TensorRT
                                
                                 TensorRT copied to clipboard
                                
                                    TensorRT copied to clipboard
                            
                            
                            
                        GELU Plugin increase the inference time!
Description
When I use the GELU Plugin in my project, it increases the inference time. Before GELU Plugin, inference time is 44ms (fp32). After GELU Plugin, inference time is 102ms (fp32). I'm very confused about this phenomenon.
Environment
TensorRT Version: 8.4.0.6 NVIDIA GPU: Tesla T4 NVIDIA Driver Version: 10.2 CUDA Version: 10.2 CUDNN Version: 8.3.2 Operating System: CentOS Baremetal or Container (if so, version): No
Steps To Reproduce
(1) use onnx-graphsurgeon the merge ops of LayerNorm and GELU.

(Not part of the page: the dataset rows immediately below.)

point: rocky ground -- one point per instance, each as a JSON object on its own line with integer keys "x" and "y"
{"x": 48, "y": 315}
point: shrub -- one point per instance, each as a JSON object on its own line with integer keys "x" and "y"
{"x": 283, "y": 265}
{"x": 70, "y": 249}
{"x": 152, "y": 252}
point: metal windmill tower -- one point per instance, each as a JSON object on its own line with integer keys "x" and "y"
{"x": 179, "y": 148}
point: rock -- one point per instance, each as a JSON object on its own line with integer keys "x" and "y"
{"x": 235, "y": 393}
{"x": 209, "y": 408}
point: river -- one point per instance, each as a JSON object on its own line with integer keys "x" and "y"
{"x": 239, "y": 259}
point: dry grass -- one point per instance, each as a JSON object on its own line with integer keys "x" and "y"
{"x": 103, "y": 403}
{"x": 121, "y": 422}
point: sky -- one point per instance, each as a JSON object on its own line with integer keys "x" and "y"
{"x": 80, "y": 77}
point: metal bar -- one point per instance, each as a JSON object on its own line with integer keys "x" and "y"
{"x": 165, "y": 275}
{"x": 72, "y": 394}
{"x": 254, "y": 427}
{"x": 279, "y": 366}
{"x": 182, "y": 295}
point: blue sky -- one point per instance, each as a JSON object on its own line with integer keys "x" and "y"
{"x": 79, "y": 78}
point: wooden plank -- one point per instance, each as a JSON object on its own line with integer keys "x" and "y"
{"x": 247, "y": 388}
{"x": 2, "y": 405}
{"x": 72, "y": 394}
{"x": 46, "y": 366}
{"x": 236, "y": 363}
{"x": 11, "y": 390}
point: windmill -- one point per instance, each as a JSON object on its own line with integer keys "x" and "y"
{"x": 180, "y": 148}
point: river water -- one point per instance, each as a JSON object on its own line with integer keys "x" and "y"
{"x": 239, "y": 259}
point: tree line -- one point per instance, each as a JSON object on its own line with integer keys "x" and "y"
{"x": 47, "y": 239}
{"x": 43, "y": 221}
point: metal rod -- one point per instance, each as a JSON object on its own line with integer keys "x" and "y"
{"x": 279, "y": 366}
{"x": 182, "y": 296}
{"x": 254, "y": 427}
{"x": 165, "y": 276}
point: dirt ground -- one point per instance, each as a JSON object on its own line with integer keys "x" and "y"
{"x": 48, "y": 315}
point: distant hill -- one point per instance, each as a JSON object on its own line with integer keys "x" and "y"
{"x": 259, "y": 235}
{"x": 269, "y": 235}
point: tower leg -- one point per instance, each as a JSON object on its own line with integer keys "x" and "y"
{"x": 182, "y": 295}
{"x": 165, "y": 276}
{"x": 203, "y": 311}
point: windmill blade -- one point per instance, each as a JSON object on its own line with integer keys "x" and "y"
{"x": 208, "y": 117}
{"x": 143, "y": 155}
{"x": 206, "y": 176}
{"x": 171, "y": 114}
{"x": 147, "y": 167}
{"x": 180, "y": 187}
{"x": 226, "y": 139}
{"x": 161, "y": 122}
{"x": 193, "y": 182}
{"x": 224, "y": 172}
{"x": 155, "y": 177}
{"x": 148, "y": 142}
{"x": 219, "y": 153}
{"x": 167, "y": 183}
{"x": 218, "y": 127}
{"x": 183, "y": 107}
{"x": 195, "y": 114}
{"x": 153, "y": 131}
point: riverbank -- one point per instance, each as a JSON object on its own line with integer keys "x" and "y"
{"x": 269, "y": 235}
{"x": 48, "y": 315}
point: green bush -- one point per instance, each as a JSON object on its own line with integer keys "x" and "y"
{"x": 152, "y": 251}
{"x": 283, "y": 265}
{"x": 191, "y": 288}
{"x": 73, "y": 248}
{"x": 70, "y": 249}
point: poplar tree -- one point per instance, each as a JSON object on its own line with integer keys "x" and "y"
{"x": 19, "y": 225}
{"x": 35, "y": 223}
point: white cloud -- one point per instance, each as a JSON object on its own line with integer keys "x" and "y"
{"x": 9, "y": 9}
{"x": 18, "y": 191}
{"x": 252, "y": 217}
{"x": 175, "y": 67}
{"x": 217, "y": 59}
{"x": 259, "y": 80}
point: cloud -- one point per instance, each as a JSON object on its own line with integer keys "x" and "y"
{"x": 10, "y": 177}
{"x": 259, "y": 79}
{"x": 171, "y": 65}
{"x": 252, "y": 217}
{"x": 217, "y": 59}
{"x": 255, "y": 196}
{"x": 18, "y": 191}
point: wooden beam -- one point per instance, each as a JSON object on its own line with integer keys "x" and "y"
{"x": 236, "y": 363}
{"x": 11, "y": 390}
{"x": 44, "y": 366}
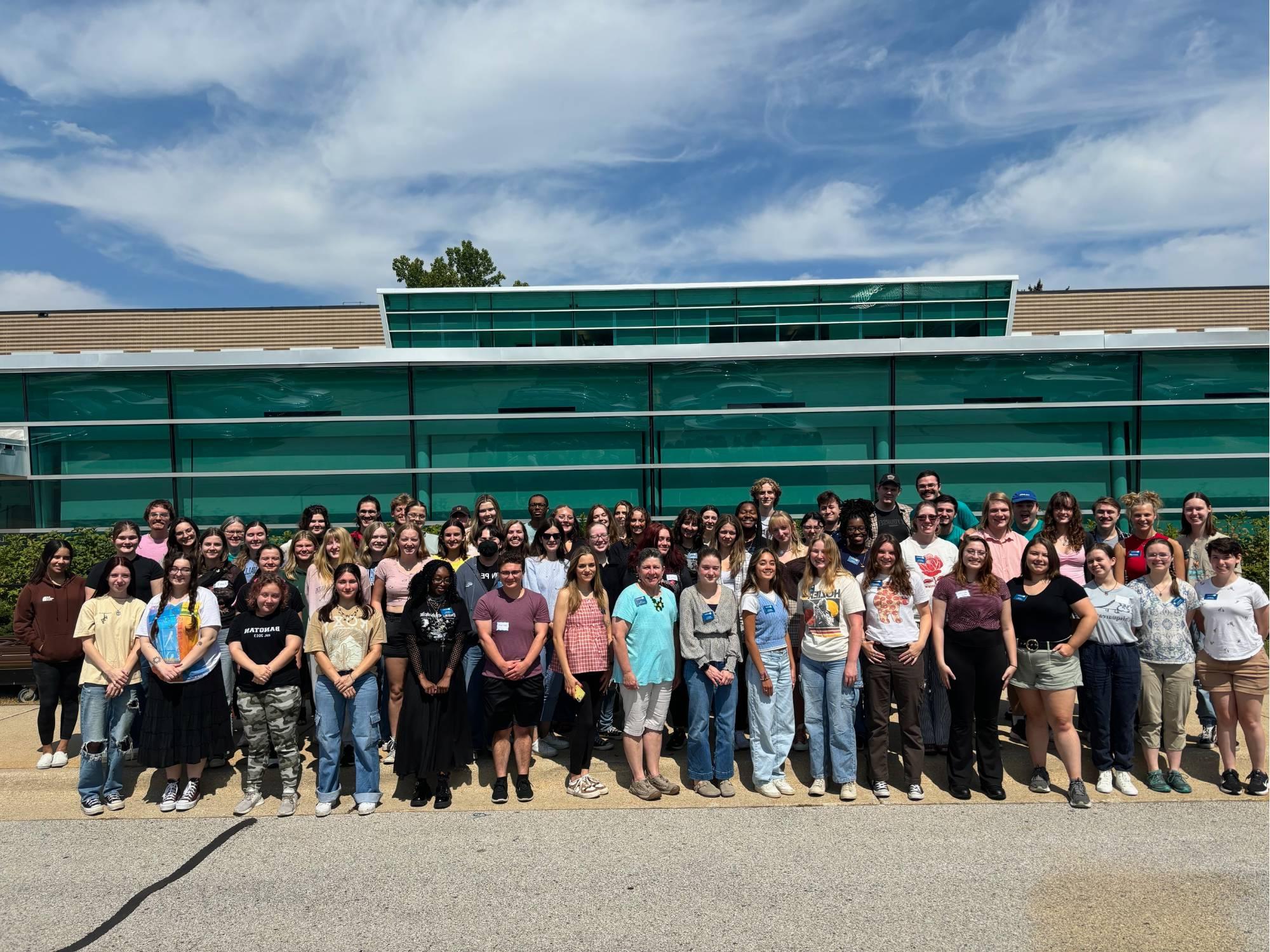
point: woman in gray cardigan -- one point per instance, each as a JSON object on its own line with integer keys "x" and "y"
{"x": 711, "y": 647}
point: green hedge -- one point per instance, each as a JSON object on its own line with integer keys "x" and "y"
{"x": 18, "y": 554}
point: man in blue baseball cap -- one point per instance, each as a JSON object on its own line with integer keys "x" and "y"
{"x": 1024, "y": 503}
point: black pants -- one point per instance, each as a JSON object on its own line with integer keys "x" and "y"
{"x": 891, "y": 680}
{"x": 979, "y": 659}
{"x": 58, "y": 682}
{"x": 582, "y": 739}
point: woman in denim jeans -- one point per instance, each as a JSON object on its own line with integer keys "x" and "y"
{"x": 110, "y": 682}
{"x": 346, "y": 638}
{"x": 770, "y": 675}
{"x": 832, "y": 611}
{"x": 711, "y": 647}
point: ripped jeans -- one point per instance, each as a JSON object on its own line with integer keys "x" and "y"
{"x": 105, "y": 722}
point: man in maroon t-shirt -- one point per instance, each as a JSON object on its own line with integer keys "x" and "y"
{"x": 512, "y": 625}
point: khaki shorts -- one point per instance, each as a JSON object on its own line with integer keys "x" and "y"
{"x": 1046, "y": 670}
{"x": 1248, "y": 677}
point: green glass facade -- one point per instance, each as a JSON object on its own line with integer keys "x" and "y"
{"x": 722, "y": 314}
{"x": 266, "y": 442}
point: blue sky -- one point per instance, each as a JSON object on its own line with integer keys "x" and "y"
{"x": 242, "y": 153}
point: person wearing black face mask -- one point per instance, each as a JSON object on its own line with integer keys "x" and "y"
{"x": 474, "y": 578}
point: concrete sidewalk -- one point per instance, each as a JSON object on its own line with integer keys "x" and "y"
{"x": 27, "y": 794}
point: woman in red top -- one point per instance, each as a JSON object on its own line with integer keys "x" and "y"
{"x": 45, "y": 621}
{"x": 582, "y": 631}
{"x": 1131, "y": 554}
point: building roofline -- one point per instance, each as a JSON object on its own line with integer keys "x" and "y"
{"x": 799, "y": 282}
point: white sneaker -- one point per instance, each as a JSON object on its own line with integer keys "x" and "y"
{"x": 1125, "y": 784}
{"x": 1104, "y": 785}
{"x": 250, "y": 803}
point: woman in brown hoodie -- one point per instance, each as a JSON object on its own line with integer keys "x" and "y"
{"x": 45, "y": 621}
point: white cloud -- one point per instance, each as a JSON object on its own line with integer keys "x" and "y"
{"x": 40, "y": 291}
{"x": 78, "y": 134}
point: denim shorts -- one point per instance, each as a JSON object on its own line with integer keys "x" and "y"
{"x": 1045, "y": 670}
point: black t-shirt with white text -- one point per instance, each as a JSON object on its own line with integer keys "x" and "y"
{"x": 262, "y": 639}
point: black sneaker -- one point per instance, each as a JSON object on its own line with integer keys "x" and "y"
{"x": 1258, "y": 784}
{"x": 422, "y": 795}
{"x": 1041, "y": 781}
{"x": 168, "y": 802}
{"x": 444, "y": 798}
{"x": 498, "y": 793}
{"x": 1076, "y": 795}
{"x": 1231, "y": 784}
{"x": 524, "y": 790}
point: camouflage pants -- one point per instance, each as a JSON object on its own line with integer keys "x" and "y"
{"x": 271, "y": 717}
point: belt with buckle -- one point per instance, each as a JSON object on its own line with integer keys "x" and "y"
{"x": 1033, "y": 645}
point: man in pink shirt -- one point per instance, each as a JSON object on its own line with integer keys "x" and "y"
{"x": 154, "y": 544}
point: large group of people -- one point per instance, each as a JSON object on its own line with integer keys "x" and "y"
{"x": 733, "y": 628}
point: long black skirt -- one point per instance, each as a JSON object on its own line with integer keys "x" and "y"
{"x": 185, "y": 723}
{"x": 432, "y": 731}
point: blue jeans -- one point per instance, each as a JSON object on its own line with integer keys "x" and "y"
{"x": 830, "y": 715}
{"x": 364, "y": 709}
{"x": 552, "y": 684}
{"x": 106, "y": 722}
{"x": 474, "y": 663}
{"x": 1113, "y": 681}
{"x": 704, "y": 697}
{"x": 772, "y": 718}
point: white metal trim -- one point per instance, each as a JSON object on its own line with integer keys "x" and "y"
{"x": 615, "y": 468}
{"x": 618, "y": 414}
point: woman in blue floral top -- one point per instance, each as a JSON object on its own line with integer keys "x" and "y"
{"x": 1168, "y": 661}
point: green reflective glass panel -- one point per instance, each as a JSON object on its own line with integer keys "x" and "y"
{"x": 12, "y": 409}
{"x": 365, "y": 392}
{"x": 954, "y": 379}
{"x": 98, "y": 397}
{"x": 718, "y": 385}
{"x": 70, "y": 451}
{"x": 860, "y": 294}
{"x": 483, "y": 390}
{"x": 97, "y": 502}
{"x": 229, "y": 447}
{"x": 726, "y": 487}
{"x": 779, "y": 439}
{"x": 279, "y": 501}
{"x": 1231, "y": 484}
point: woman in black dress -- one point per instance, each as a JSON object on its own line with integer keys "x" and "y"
{"x": 432, "y": 732}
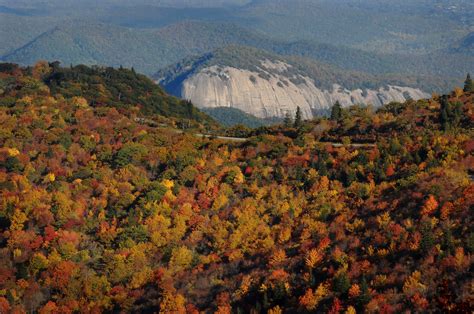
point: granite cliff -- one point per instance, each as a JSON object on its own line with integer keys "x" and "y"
{"x": 270, "y": 86}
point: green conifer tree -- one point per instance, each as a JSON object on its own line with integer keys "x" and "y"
{"x": 468, "y": 84}
{"x": 298, "y": 118}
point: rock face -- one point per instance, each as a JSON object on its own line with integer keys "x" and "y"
{"x": 271, "y": 92}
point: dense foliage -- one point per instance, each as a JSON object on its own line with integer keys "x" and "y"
{"x": 121, "y": 88}
{"x": 100, "y": 212}
{"x": 228, "y": 116}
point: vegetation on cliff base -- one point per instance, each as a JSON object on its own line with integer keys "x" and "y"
{"x": 101, "y": 213}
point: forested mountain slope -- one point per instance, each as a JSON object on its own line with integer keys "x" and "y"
{"x": 103, "y": 86}
{"x": 101, "y": 213}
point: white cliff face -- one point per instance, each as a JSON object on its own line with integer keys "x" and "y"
{"x": 272, "y": 94}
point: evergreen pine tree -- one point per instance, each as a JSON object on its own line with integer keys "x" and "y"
{"x": 287, "y": 121}
{"x": 298, "y": 118}
{"x": 468, "y": 84}
{"x": 444, "y": 113}
{"x": 336, "y": 111}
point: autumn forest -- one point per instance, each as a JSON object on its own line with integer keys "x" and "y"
{"x": 111, "y": 203}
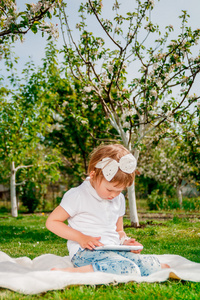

(2) use trtexec to generate trt engine:
trtexec --onnx=./myonnx.onnx --saveEngine=./myengine.trt --plugins=./libgelu.so --plugins=./liblaynorm.so --verbose
(3) use cpp to infer model.
Results:
(1) only layernorm: 44ms (fp32) / 20ms (fp16) (2) layernorm + gelu: 102ms (fp32) / 86ms (fp16)
@nvpohanh @kevinch-nv Is this the best practice?
It is not recommended to use GeLU plugin.
Closing since no activity for more than 3 weeks, please reopen if you still have question, thanks!